- Wilgarrup
- Coordinates: 34°08′43″S 116°10′58″E﻿ / ﻿34.14535°S 116.18274°E
- Country: Australia
- State: Western Australia
- LGA: Shire of Manjimup;
- Location: 246 km (153 mi) from Perth; 11 km (6.8 mi) from Manjimup;

Government
- • State electorate: Warren-Blackwood;
- • Federal division: O'Connor;

Area
- • Total: 36.5 km^{2} (14.1 sq mi)

Population
- • Total: 16 (SAL 2021)
- Postcode: 6258
Localities around Wilgarrup
| Yornup | Yornup | Kingston |
| Linfarne | Wilgarrup | Kingston |
| Linfarne | Palgarup | Balbarrup |

= Wilgarrup, Western Australia =

Locality in the Shire of Manjimup, Western Australia

Wilgarrup is a rural locality of the Shire of Manjimup in the South West region of Western Australia.

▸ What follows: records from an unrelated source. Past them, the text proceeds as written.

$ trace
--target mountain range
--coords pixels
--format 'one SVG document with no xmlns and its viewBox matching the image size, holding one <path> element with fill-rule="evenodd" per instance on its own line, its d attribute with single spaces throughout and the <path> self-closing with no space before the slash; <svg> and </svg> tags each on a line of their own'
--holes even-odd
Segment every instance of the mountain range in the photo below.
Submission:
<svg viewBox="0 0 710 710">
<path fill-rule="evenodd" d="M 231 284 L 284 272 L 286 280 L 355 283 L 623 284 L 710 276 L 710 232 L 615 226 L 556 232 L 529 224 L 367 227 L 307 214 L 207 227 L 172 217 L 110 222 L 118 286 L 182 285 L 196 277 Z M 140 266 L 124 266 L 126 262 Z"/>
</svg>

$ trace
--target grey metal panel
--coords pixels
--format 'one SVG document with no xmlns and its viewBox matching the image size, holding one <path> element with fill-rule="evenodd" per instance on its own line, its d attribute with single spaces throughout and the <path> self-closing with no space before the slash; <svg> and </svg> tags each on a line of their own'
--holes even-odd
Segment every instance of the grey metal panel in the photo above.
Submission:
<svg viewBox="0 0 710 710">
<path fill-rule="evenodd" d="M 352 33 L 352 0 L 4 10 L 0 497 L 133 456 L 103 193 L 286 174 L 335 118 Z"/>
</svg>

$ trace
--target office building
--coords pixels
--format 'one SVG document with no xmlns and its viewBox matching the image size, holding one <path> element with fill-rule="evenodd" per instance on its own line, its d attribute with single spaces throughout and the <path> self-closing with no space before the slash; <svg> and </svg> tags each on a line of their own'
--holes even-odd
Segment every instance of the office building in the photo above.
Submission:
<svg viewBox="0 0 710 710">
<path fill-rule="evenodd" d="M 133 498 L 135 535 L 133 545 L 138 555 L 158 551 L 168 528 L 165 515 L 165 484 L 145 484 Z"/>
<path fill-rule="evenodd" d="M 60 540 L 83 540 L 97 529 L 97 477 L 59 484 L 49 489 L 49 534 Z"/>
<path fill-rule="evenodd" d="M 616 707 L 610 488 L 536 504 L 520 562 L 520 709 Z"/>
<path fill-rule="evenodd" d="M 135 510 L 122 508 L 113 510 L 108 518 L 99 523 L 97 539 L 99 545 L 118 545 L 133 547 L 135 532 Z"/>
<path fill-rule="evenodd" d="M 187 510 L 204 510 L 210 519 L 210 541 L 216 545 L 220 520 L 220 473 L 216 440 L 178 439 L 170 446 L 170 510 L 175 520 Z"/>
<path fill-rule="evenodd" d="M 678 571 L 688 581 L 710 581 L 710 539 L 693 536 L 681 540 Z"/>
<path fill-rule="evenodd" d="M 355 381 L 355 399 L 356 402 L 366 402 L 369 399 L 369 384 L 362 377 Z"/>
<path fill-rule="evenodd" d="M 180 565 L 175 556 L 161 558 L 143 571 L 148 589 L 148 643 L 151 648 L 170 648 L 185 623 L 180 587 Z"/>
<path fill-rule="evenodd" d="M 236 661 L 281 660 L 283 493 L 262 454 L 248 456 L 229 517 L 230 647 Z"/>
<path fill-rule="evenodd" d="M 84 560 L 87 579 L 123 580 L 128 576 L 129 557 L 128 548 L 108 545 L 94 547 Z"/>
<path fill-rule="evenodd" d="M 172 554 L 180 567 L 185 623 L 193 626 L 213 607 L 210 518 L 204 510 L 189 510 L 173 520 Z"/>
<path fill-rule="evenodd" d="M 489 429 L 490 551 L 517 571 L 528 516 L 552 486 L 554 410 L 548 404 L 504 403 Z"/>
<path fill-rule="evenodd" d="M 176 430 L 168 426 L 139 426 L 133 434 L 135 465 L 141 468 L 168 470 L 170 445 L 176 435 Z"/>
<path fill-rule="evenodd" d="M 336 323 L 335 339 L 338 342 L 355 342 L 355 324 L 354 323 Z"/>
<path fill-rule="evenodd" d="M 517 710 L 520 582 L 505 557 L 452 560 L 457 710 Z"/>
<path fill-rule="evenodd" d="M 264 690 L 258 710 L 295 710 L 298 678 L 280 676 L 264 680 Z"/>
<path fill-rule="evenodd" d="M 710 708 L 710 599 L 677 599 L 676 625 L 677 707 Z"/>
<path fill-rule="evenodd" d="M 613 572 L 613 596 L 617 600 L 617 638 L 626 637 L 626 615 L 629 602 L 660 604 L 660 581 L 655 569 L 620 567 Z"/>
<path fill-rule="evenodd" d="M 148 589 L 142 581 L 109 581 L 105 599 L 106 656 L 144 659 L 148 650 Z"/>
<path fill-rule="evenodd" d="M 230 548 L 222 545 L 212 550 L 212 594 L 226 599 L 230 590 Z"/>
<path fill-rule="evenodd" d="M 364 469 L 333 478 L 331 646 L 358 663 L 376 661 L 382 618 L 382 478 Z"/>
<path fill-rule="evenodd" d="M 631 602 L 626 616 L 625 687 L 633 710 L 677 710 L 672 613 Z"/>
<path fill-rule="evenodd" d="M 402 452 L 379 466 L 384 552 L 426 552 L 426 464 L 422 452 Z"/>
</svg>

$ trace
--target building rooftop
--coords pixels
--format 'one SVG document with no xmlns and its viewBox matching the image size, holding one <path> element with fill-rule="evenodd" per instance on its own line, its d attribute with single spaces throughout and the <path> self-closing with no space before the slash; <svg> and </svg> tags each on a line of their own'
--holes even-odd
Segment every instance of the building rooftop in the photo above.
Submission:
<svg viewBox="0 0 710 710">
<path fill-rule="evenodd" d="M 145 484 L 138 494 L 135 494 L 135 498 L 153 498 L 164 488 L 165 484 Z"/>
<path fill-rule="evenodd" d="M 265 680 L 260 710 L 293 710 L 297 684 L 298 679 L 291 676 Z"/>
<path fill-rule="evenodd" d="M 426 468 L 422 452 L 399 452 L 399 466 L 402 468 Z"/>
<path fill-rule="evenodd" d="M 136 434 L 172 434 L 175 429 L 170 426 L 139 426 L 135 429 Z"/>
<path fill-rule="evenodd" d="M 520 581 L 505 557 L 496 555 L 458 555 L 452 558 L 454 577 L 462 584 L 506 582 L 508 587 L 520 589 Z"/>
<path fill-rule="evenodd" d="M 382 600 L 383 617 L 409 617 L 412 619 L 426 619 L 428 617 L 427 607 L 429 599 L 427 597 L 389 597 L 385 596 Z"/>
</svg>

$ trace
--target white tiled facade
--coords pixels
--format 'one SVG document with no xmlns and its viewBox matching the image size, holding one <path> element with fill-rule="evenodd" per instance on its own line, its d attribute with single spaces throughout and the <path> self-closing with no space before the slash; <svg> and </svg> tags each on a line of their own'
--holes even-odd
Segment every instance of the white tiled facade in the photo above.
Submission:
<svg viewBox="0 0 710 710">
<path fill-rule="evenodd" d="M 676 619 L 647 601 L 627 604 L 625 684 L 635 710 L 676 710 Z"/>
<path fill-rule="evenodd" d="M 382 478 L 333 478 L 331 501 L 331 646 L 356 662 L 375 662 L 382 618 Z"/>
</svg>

The South Western Highway runs through the locality from north to south, as does the Wilgarrup River, a tributary of the Warren River.

Wilgarrup is located on the traditional land of the Bibulman people of the Noongar nation.

Wilgarrup, historically also spelled Wilgarup, was once a stop on the Northcliffe branch railway. The railway line from Bridgetown to Wilgarrup was officially opened on 7 June 1911.

The heritage listed Wilgarrup Homestead was built in 1864 by Tom Thomas for Charles Rose, an early European settler in the area.